Oxidative stress and inflammatory cascade are two critical pathogeneses in liver injury induced by intestinal I/R. Intestinal I/R can induce leukocyte (including neutrophils and lymphocytes) infiltration into the liver and results in an oxidative stress in sinusoids that contributes to subsequent hepatocellular injury[19]. It has been proposed that activated Kupffer cells and infiltrating neutrophils producing oxygen radicals and chemical inflammatory mediators such as TNF-α and IL-6 are involved in the gut I/R induced neutrophil accumulation in the liver[9]. TNF-α is regarded as the most important proinflammatory cytokine which contributes to both morbidity and mortality in inflammation cascade. Because the biological effects of TNF-α both in the liver and elsewhere, it has been widely used as an indicator of liver injury[9]. Further, MDA as an indicator of lipid peroxidation was determined in the present study[19]. We now demonstrated that serum TNF-α and liver MDA were increased after intestinal I/R. This is consistent with previous studies from our and other laboratories[7-9].

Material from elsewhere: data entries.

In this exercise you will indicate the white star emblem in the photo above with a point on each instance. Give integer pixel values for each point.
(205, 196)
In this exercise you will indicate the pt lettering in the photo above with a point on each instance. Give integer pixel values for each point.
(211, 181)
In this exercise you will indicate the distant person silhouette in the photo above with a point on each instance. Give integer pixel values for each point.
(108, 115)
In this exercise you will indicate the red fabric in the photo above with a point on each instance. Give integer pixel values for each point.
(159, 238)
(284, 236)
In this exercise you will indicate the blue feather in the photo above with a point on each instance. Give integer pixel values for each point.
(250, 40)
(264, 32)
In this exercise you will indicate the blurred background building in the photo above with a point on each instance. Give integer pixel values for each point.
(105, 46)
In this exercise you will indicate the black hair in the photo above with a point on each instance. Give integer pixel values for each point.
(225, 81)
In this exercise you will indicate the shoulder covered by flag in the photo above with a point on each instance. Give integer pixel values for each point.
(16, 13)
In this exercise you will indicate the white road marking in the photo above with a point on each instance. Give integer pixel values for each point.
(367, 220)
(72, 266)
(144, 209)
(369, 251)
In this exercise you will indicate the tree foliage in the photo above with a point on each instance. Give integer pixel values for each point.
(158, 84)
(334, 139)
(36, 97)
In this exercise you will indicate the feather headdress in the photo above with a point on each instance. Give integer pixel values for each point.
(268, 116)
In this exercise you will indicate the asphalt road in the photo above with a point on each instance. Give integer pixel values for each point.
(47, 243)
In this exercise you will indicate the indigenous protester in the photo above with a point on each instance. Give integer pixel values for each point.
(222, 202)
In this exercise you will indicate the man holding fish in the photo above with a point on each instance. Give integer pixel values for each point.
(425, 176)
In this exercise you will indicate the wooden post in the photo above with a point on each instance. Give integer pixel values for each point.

Autophagy is a lysosome-mediated degradative pathway of cellular mechanisms for degrading misfolded proteins[10]. The execution of autophagy involves three critical proteins including LC3 II, P62/SQSTM1, and Beclin 1[20-22]. Autophagy not only plays a crucial role in normal liver but also diseased liver. Moderate autophagy is benefit for cell survival against various stress stimulations. Nevertheless, excessive activation of autophagy results in cell death[23,24]. Autophagy also exhibits dual roles in different disease circumstances and also links to oxidative stress and inflammatory reaction[11,12]. Previous studies indicated that autophagy is a cellular self-protective mechanism against oxLDL-induced injury[13]. In the current study, decreased expression of essential autophagy regulators (decrease of Beclin 1 and LC3 II and increase of P62) was observed in rat liver challenged by intestinal I/R. FO induced this self-protective mechanism, which manifested as an increase of rat liver autophagy in case of intestinal I/R. Similarly, FO also induced this self-protective mechanism in HepG2 cells in the presence of I/R. Our results suggested that FO conferred liver protection and amplified the activation of autophagy during intestinal I/R.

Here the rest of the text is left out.